Bini, binimetinib; BM, BRAF mutant; Cetux, cetuximab; CMS, consensus molecular subtypes; CRC, colorectal cancer; CYT, cytolytic; Enco, encorafenib; HR, hazard ratio; IQR, interquartile range; NES, normalized enrichment score; NK, natural killer; OS, overall survival; TPM, transcripts per million.

Extended Data Fig. 9. Kaplan-Meier plots of OS by presence of top acquired alterations (top panel) or MET amplification (bottom panel) following treatment with Enco+Cetux±Bini.

Cox proportional hazard models with and without adjustment of baseline covariates (ECOG performance status, C-reactive protein, number of organs, tumor status, cetuximab source, and prior use of irinotecan at randomization) were used. Bini, binimetinib; Cetux, cetuximab; CI, confidence interval; Enco, encorafenib; HR hazard ratio; OS, overall survival.

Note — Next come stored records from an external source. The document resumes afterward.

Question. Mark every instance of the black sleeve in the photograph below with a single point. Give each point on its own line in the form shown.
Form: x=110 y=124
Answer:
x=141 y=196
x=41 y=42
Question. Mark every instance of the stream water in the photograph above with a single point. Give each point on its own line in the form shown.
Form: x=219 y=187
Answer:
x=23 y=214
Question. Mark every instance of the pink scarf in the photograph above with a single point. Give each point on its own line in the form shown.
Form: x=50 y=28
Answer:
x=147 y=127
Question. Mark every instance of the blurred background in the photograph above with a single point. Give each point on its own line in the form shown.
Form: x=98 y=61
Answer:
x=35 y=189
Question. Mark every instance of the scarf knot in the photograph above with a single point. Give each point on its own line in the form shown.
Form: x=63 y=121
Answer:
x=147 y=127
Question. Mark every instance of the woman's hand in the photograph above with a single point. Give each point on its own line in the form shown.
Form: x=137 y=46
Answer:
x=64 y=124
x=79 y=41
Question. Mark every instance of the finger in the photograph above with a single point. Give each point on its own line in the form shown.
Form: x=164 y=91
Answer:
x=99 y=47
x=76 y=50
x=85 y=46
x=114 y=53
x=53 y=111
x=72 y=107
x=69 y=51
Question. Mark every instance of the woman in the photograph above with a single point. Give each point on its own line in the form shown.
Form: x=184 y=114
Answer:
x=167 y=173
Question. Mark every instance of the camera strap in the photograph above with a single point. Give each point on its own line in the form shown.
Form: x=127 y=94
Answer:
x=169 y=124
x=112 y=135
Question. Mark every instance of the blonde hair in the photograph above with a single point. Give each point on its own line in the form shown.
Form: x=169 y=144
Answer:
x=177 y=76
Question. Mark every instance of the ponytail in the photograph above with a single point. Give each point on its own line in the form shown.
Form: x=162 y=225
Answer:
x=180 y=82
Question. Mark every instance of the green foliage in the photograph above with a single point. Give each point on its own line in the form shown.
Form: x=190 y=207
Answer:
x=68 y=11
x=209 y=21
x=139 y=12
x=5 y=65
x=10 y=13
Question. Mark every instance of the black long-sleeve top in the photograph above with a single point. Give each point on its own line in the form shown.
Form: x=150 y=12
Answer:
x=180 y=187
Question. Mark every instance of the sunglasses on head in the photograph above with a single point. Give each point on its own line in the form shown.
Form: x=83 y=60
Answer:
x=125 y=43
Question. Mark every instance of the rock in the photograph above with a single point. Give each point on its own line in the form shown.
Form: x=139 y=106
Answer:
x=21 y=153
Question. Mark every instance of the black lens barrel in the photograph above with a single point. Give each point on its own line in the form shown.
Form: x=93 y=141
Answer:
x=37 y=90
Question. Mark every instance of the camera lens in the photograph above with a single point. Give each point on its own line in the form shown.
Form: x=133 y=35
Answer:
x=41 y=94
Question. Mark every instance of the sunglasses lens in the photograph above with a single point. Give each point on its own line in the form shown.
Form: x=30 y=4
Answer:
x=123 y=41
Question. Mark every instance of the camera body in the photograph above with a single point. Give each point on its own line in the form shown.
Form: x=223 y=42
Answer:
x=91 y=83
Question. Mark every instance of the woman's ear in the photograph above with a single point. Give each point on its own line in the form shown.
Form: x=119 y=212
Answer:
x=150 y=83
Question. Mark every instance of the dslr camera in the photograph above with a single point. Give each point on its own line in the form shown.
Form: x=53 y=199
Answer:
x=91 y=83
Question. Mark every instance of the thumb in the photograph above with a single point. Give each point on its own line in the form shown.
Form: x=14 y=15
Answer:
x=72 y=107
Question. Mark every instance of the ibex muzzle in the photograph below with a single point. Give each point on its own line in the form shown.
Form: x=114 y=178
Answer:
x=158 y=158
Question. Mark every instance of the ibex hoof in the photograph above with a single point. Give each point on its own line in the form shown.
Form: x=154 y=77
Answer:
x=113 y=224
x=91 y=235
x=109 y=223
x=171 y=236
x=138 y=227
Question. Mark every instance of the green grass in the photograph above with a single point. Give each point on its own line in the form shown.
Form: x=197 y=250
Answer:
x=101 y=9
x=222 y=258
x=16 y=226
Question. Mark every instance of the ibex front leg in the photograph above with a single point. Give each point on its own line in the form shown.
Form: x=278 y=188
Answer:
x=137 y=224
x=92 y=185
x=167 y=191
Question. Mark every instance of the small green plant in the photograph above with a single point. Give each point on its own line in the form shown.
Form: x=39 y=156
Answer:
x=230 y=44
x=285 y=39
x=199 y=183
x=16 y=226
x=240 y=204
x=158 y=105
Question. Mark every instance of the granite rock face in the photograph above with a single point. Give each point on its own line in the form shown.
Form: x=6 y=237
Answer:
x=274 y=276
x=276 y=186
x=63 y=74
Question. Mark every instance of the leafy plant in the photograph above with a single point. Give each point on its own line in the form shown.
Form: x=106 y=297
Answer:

Extended Data Fig. 10. Clonality of acquired alterations determined by ctDNA genomic profiling analysis.

Violin plots showing clonality (EoT VAF/EoT max VAF) of all acquired putative resistance alterations (left); acquired KRAS, NRAS, and MAP2K1 mutations (middle); and all maintained putative resistance alterations (right). *P value for comparison between all acquired vs maintained putative resistance alterations was based on the Wilcoxon rank-sum test (two-sided). The resulting p-value from the analysis is < 0.0001. ^†Only mutations were evaluated in the KRAS, NRAS, and MAP2K1 group. ^‡Silent mutations, clonal hematopoiesis of indeterminate potential, and alterations from genes that also had copy number alterations were excluded from the analysis.